As I wrote last June , since its publication in 1951, Salinger’s Catcher in the Rye has been the favored bildungsroman novel of the American teen. At least it was, that is, before the arrival of the current generation of discerning readers :

Teachers say young readers just don’t like Holden as much as they used to. What once seemed like courageous truth-telling now strikes many of them as “weird,” “whiny” and “immature.” . . .

“Holden Caulfield is supposed to be this paradigmatic teenager we can all relate to, but we don’t really speak this way or talk about these things,” Ms. Levenson said, summarizing a typical response. At the public charter school where she used to teach, she said, “I had a lot of students comment, ‘I can’t really feel bad for this rich kid with a weekend free in New York City.’ “


When I first read Catcher ( circa 1986) I thought it was one of most profound novels I’d ever read (of course at the time I thought the same about Ayn Rand’s The Fountainhead , so my literary judgment was suspect).
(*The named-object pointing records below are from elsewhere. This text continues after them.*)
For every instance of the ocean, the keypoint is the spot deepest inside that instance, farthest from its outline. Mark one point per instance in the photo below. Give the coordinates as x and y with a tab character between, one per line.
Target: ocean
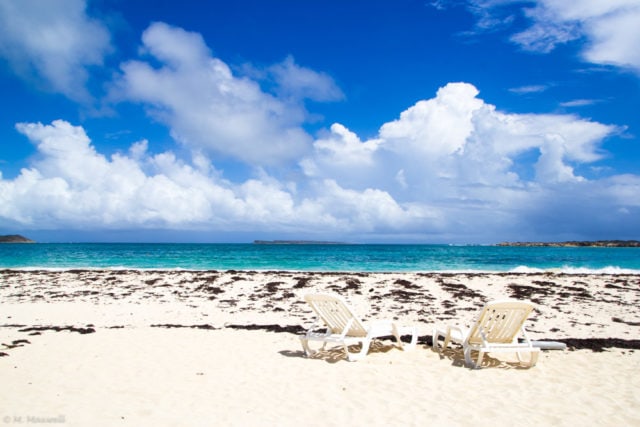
319	257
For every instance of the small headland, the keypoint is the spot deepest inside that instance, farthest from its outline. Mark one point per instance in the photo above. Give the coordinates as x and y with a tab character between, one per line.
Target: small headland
15	238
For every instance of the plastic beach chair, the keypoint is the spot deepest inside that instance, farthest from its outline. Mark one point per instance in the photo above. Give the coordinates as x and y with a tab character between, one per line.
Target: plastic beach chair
497	329
337	323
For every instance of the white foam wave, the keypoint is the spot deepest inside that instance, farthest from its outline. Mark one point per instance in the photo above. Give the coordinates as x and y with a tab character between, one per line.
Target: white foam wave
576	270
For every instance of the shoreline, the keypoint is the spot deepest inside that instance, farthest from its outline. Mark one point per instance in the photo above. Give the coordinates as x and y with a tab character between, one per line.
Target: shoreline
158	348
575	306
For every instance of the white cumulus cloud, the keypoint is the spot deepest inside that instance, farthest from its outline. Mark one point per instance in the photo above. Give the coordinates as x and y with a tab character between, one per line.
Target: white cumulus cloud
209	109
451	168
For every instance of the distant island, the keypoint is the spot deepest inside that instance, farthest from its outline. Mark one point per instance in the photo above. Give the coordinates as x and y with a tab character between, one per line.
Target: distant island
597	243
15	238
295	242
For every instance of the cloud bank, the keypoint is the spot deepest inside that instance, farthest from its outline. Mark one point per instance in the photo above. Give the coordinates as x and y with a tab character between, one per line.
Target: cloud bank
450	168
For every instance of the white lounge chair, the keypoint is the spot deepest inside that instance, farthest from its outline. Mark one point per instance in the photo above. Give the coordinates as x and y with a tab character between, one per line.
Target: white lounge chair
338	324
496	329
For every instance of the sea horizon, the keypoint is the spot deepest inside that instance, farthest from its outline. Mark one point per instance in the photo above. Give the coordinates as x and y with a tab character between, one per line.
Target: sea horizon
348	257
But when my sixteen-year-old daughter recently read the book her verdict was quite different: Holden Caulfield is a pathetic bore.

Her assessment is similar to the fifteen-year-old boy from Long Island who, according to the Times , told an expert on children’s literature: “Oh, we all hated Holden in my class. We just wanted to tell him, ‘Shut up and take your Prozac.’”

There is no doubt that Salinger had a profound influence on many Baby Boomers and Gen X-ers. But will that be enough to sustain his literary legacy? How do you think future generations will regard his body of work? Will there be a resurgence of interest or was he a minor author who merely connected with the zeitgeist of the late twentieth century youth?